Target’s ESG report proudly highlights its endorsement of the LGBTQ movement through the hiring of diverse suppliers. However, controversy surrounds the retail giant as conservatives launch a boycott in response to their questionable moves regarding a “Pride Month” collection.
Conservative activists are up in arms after Target marketed a female swimsuit as “tuck-friendly” and with “extra crotch coverage.” Furthermore, the company hired an artist known for creating Satanic items to design various pieces for their collection. Target’s sustainability report boasts about sourcing 59% of their “Pride Month” items from “LGBTQIA+ creators and brands” and emphasizes their commitment to women, BIPOC, LGBTQIA+, veterans, and people with disabilities.
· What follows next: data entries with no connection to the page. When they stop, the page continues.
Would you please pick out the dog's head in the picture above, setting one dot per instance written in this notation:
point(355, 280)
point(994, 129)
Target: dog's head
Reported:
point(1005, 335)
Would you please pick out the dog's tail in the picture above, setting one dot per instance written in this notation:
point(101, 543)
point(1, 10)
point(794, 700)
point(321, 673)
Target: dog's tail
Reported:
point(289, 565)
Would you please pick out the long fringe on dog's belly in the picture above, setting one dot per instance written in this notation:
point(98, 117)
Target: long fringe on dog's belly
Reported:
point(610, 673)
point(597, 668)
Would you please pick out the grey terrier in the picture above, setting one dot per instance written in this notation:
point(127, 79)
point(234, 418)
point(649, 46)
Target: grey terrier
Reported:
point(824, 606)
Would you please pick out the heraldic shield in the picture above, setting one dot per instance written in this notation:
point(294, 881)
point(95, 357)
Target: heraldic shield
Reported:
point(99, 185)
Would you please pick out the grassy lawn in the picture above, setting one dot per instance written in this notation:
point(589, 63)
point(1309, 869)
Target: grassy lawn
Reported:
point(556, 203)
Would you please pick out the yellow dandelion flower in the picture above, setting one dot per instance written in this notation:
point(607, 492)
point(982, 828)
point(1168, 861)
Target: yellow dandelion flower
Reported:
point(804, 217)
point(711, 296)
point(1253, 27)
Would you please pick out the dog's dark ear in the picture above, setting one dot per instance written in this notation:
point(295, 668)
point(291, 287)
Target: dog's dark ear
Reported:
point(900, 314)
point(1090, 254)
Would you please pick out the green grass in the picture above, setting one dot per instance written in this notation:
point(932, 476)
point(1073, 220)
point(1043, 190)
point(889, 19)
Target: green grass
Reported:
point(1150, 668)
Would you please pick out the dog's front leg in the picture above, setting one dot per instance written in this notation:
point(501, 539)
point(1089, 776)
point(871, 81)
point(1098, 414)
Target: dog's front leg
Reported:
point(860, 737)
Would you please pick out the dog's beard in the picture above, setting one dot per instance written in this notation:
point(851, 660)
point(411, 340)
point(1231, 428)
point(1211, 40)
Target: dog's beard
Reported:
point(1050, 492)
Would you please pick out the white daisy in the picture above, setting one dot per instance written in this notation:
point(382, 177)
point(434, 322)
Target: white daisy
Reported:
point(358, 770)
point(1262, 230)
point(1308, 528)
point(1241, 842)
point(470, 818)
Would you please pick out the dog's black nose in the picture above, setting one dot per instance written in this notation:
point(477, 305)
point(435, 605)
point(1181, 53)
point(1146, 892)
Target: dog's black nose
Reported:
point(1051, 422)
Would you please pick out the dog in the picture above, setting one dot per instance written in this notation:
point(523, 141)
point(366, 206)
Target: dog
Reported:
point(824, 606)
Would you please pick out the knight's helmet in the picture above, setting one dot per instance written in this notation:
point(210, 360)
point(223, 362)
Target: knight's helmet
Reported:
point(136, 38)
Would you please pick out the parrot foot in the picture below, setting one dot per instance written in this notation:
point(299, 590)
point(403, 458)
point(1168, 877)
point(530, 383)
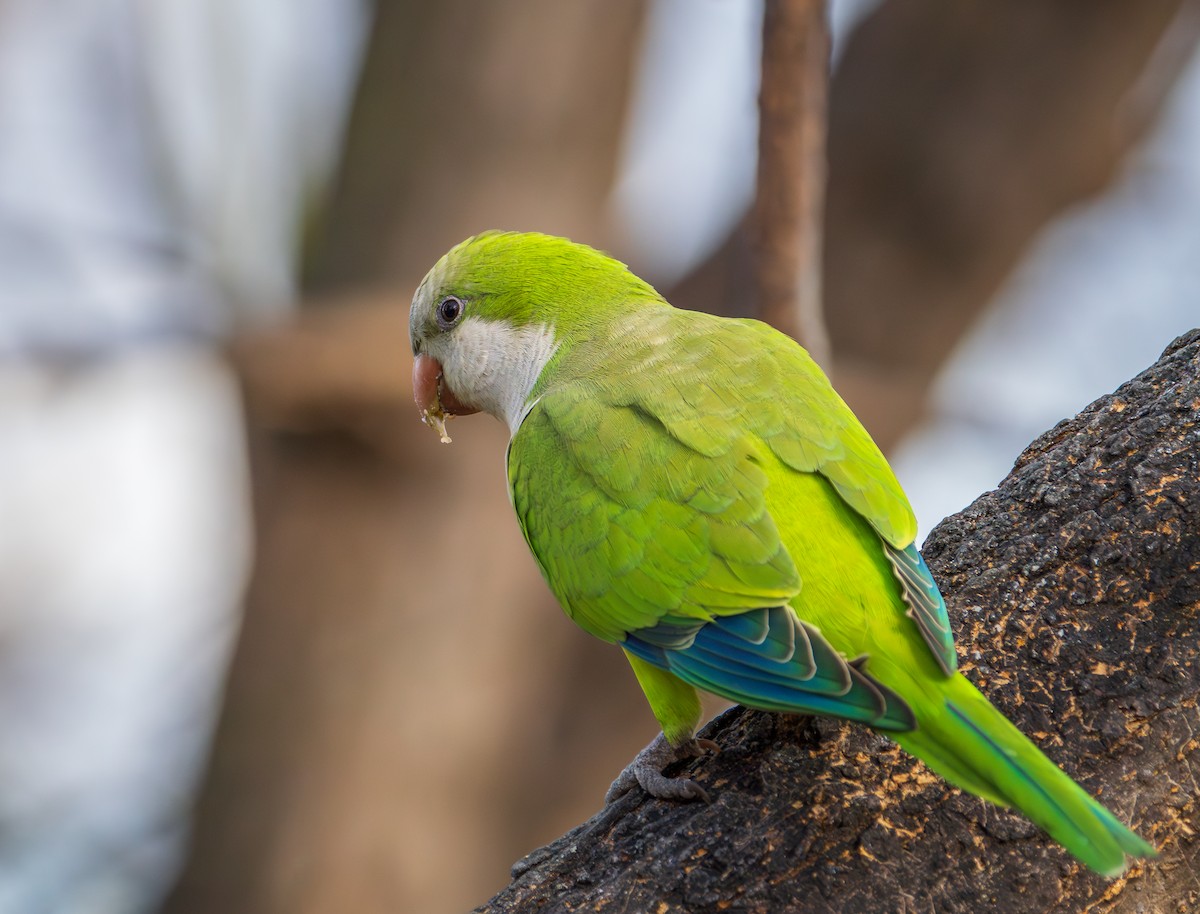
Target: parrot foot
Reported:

The company prides itself on building relationships with such suppliers through national business groups, including the National Minority Supplier Development Council and National LGBT Chamber of Commerce. Their efforts have gained recognition, with Target ranking fourth in the list of “Top Companies for LGBTQ Employees” by DiversityInc.
However, Target faced intense backlash when it was revealed that the artist they hired, Erik Carnell, sells items featuring the LGBTQ movement alongside Satanic imagery. Despite claims that Satan is merely a symbol of passion and love, the controversial association left many conservatives outraged.
Target’s embrace of the ESG movement, which prioritizes political and social causes, has garnered skepticism. Critics argue that such a focus detracts from profitability. Yet, Target’s CEO, Brian Cornell, insists that diversity, inclusion, and equity have contributed to their growth and engagement with both employees and customers.
This controversy echoes similar cautionary tales, such as Anheuser-Busch’s declining sales after their association with a self-described transgender influencer. As businesses prioritize ESG practices, the question remains whether they are truly focused on profitability or are simply using social causes as a distraction.